La figura de Milagro Sala sigue interpelando a la sociedad pampeana. Primero fue la reacción de un grupo de vecinos de esta ciudad que cuestionó muy duramente al consejo de administración de la Cooperativa Popular de Electricidad por permitir pintar un mural alusivo -en la pared de un inmueble que pertenece a la institución- a la figura de la dirigente detenida sin condena por el gobierno de Jujuy. La presión contra la conducción cooperativa logró que el mural fuera borrado, lo que constituyó un hecho sin precedentes para nuestra ciudad.
Los muralistas decidieron entonces pintar otro, también referido a la dirigente jujeña, pero esta vez en la discreta esquina de Circunvalación y Perú. A menos de dos semanas de su inauguración ya sufrió un ataque con pintura que lo afectó sensiblemente.
Es evidente que la líder de la agrupación Tupac Amaru no es bienvenida para una parte de la sociedad santarroseña que se muestra muy activa a la hora de rechazar su figura. No faltarán los que pretendan adjudicar este último ataque a una de las habituales acciones destructivas anónimas que tan comunes son en el espacio público de Santa Rosa. Sin embargo hay muchos murales en las paredes de la ciudad, incluso ubicados en lugares más expuestos, que no han sido afectados por los amigos del daño gratuito. Al contrario, muchos de ellos llevan varios años y permanecen impecables para gratificación de los vecinos.
Lo que este ataque nos muestra es un costado sombrío de nuestra sociedad, una manifestación de intolerancia que se enseñorea en algunos estratos que no pueden vencer los prejuicios de clase.

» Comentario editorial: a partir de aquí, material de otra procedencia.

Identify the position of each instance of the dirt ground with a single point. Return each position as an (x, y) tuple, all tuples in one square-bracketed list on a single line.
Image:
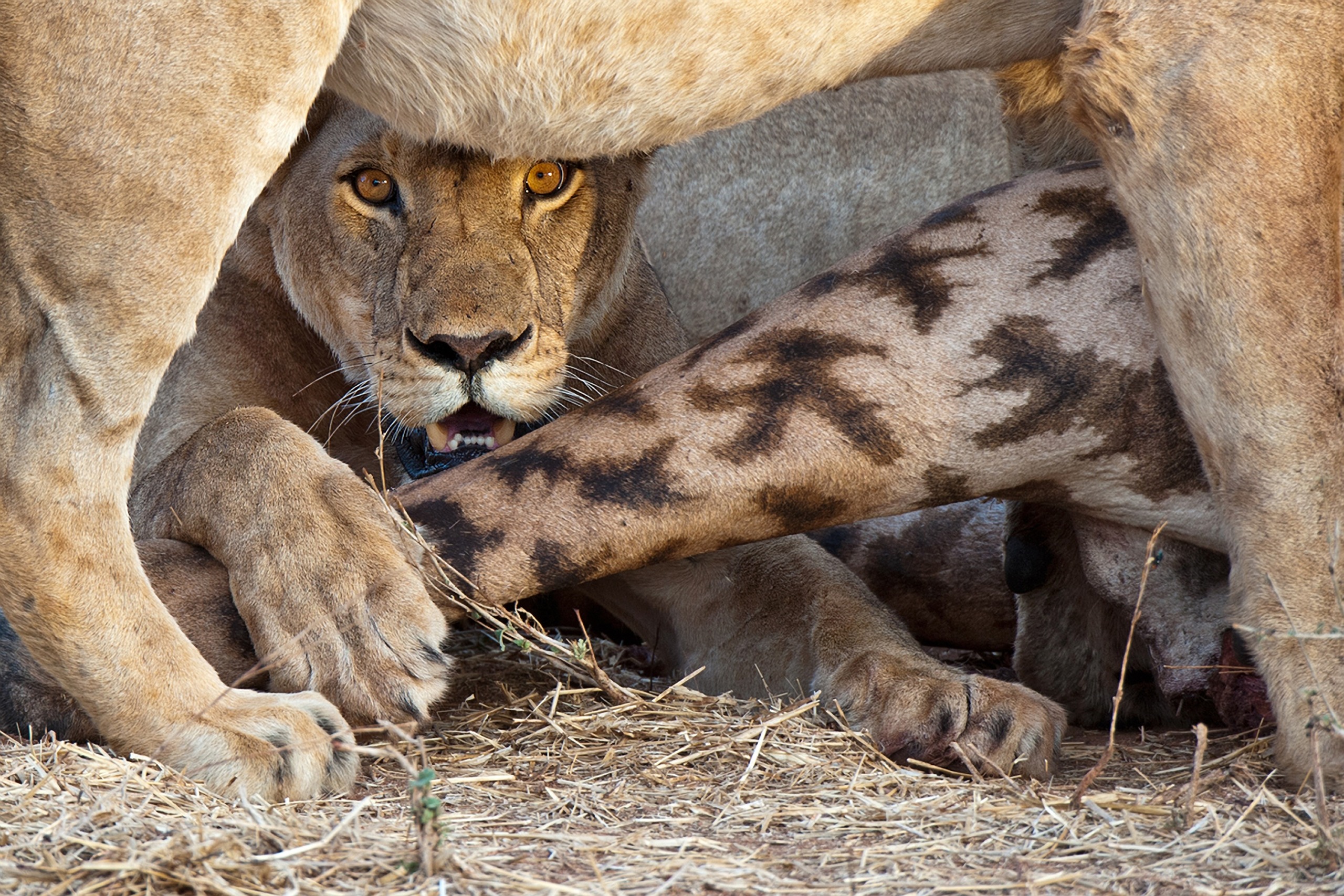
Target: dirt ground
[(546, 785)]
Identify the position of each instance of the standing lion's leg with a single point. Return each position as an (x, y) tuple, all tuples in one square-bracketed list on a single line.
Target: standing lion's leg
[(135, 140), (1221, 124), (577, 78)]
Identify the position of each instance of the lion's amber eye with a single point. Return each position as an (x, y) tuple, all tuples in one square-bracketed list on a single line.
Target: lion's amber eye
[(375, 186), (545, 178)]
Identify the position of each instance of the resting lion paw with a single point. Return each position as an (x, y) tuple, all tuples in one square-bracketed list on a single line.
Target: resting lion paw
[(353, 618), (276, 745), (917, 712)]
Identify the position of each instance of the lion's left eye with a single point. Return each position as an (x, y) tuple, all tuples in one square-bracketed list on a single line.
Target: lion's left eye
[(545, 178), (374, 186)]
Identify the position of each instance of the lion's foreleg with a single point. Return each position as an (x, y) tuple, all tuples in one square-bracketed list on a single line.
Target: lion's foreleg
[(575, 78), (1221, 124), (142, 136)]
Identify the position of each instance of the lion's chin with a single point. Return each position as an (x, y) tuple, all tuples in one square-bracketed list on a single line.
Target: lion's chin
[(469, 426), (460, 437)]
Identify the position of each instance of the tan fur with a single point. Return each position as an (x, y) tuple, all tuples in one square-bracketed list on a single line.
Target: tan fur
[(1230, 167)]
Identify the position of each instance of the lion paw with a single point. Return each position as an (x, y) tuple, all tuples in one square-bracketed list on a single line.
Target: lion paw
[(917, 712), (276, 745), (349, 617)]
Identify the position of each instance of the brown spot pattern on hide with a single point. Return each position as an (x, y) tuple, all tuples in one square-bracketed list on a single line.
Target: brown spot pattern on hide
[(643, 481), (947, 487), (799, 508), (1133, 410), (799, 376), (964, 212), (536, 457), (553, 566), (917, 554), (909, 275), (629, 402), (723, 336), (1101, 229), (460, 541), (640, 483)]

Hay que decir también que esas oscuras tendencias que anidan en no pocos individuos son bien alimentadas por los medios de comunicación hegemónicos en su desaforado empeño por demonizar a la dirigente jujeña y a la clase social que ella representa.

Costo de la “ceocracia”
Seis meses se tomó la Oficina Anticorrupción para “recomendar” al ministro de Energía, Juan José Aranguren, que venda sus acciones en la empresa Shell. La denuncia había sido presentada en marzo con lo cual el organismo no demostró demasiada ejecutividad para resolver.
Así y todo, que la decisión final haya sido esa -a todas luces insuficiente- recomendación en lugar de plantear la incompatibilidad para ocupar el cargo es demostrativo de los nuevos vientos que soplan desde que Cambiemos llegó a la Casa Rosada. Las reacciones del gobierno estuvieron a tono con esta puesta en escena. El presidente y varios de sus más altos colaboradores hablaron de la “confianza” hacia el ministro, de que su tenencia accionaria en la empresa británica no es significativa, de que se va a “abstener” de intervenir en decisiones que involucren a la compañía, etcétera. Son respuestas típicas de un “equipo” integrado por gerentes de grandes compañías que no respetaron la Ley de Etica Pública que estipula un plazo de tres años entre el abandono de la actividad privada en cuestión y el ingreso como funcionario del Estado.
En tanto el gobierno adeuda todavía otras explicaciones: por qué concedió un aumento tan desmesurado a las empresas gasíferas sin un sólido argumento que lo justifique. El ministerio que adoptó semejante medida está a cargo, precisamente, de Aranguren, y es quien deberá enfrentar en apenas horas las audiencias públicas por el tarifazo al gas natural. El ministro podrá vender sus acciones, pero su estrechísimo vínculo a la gran corporación petrolera, una de las más poderosas del planeta, no se disolverá con ese gesto.
El problema más grave que tiene el gobierno es que si admite este caso de incompatibilidad no podrá eludir los muchos otros que tiene en el gabinete. Es el precio a pagar por haber optado por una “ceocracia”, es decir, un gobierno de CEOs.